Page 14 of A Place of Hiding


  Within the secondary chamber of the dolmen, where he and Taboo now hid, was the cache. This, too, Mr. Guy had shown him: a natural fissure between two of the stones that comprised the wall of the dolmen. That wouldn't have been here originally, Mr. Guy had said. But time, weather, the movement of the earth . . . Nothing manmade withstands nature completely.

  The cache was just to one side of the camp bed and to the uninitiated it appeared to be a simple gap in the stones and nothing more. But sliding a hand deep inside revealed a second, wider gap behind the stone that was nearest the camp bed, and this was the cache where secrets and treasures too precious for common view could be kept.

  If I show you this, it says something, Paul. Something larger than words. Something bigger than thoughts.

  Paul reckoned there was enough room for the grenade within the cache. He'd placed his hand in there before, guided by Mr. Guy's own hand with Mr. Guy's reassuring words spoken softly into his ear: There's nothing in there at the moment, I wouldn't play a nasty trick on you, Prince. Thus he knew there was space for one fist clasped over another, and that was more than enough space for a grenade to occupy. And the depth of the cache was more than sufficient. For Paul hadn't been able to feel the end of it no matter how far he'd managed to stretch his arm.

  He moved the camp bed to one side and he set the wooden box with its candle in the middle of the alcove floor. Taboo whined at this alteration in his environment, but Paul patted his head and fondly touched the tip of his nose. Nothing to worry about, his gesture told the dog. We're safe in this place. No one knows about it now but you and me.

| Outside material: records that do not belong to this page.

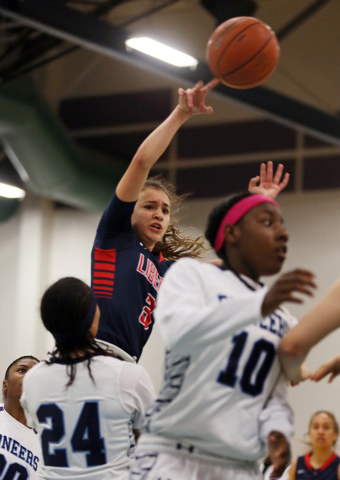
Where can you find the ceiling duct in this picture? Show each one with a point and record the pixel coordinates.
(44, 157)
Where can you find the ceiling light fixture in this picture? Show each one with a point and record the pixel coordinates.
(11, 192)
(162, 52)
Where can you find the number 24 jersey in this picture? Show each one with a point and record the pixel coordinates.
(86, 429)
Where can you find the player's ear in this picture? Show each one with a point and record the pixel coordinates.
(231, 234)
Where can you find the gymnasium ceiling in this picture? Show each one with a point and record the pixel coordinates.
(64, 48)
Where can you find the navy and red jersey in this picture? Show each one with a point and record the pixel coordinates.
(126, 278)
(328, 471)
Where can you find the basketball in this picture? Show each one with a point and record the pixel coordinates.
(243, 52)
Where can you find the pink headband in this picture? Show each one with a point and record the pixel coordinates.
(236, 212)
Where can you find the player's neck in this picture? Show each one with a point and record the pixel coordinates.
(319, 457)
(16, 411)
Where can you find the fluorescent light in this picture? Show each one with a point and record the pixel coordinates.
(11, 192)
(162, 52)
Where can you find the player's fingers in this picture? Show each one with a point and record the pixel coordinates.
(210, 85)
(331, 378)
(284, 182)
(190, 97)
(253, 182)
(198, 85)
(278, 173)
(269, 172)
(322, 371)
(263, 173)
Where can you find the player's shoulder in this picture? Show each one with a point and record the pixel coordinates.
(138, 372)
(36, 371)
(288, 316)
(191, 265)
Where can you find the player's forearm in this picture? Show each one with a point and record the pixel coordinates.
(157, 142)
(322, 319)
(293, 367)
(153, 147)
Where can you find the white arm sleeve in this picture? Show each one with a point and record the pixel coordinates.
(277, 415)
(137, 391)
(184, 315)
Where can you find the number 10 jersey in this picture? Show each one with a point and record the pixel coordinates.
(223, 390)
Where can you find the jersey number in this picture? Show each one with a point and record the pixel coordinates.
(145, 317)
(14, 470)
(256, 369)
(85, 438)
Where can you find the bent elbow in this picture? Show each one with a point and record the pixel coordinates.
(291, 348)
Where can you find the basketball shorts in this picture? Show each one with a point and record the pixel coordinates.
(164, 466)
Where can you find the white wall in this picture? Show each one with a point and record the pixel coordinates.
(41, 245)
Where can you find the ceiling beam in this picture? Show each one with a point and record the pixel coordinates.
(89, 32)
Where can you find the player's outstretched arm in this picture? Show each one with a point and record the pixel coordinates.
(321, 320)
(285, 288)
(332, 367)
(270, 185)
(191, 102)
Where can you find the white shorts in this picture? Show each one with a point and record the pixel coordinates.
(164, 466)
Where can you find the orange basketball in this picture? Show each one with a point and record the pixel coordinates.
(243, 52)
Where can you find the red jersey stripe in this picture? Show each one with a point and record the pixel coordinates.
(104, 275)
(99, 289)
(329, 461)
(104, 266)
(105, 255)
(103, 282)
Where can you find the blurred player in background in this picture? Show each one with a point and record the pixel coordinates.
(136, 242)
(321, 320)
(19, 445)
(321, 463)
(85, 403)
(223, 401)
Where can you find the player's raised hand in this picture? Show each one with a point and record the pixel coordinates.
(283, 290)
(270, 185)
(332, 367)
(192, 100)
(279, 453)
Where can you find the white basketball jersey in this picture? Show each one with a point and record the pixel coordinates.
(86, 430)
(20, 454)
(223, 390)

  Carefully clutching the grenade, he lay on the cold stone floor. He squirreled his arm into the narrow fissure. It widened six or so inches from the opening, and even though he couldn't see far into the interior of the hiding spot, he knew where the second opening was by feel, so he anticipated no problem in depositing the hand grenade there.

  But there was a problem. Not four inches inside the fissure was something else. He felt his knuckles press against it first, something firm and unmoving and entirely unexpected.

  Paul gasped and withdrew his hand, but it was only a moment before he realised that whatever it was, it certainly wasn't alive, so there was no reason to be afraid of it. He set the grenade carefully on the camp bed, and he brought the candle closer to the opening of the fissure.

  Problem was, he couldn't illuminate the fissure and see inside it at the same time. So he resumed his former position on his stomach and slid his hand, then his arm, back into the hiding place.

  His fingers found it, something firm but giving. Not hard. Smooth. Shaped like a cylinder. He grasped it and began to pull it out.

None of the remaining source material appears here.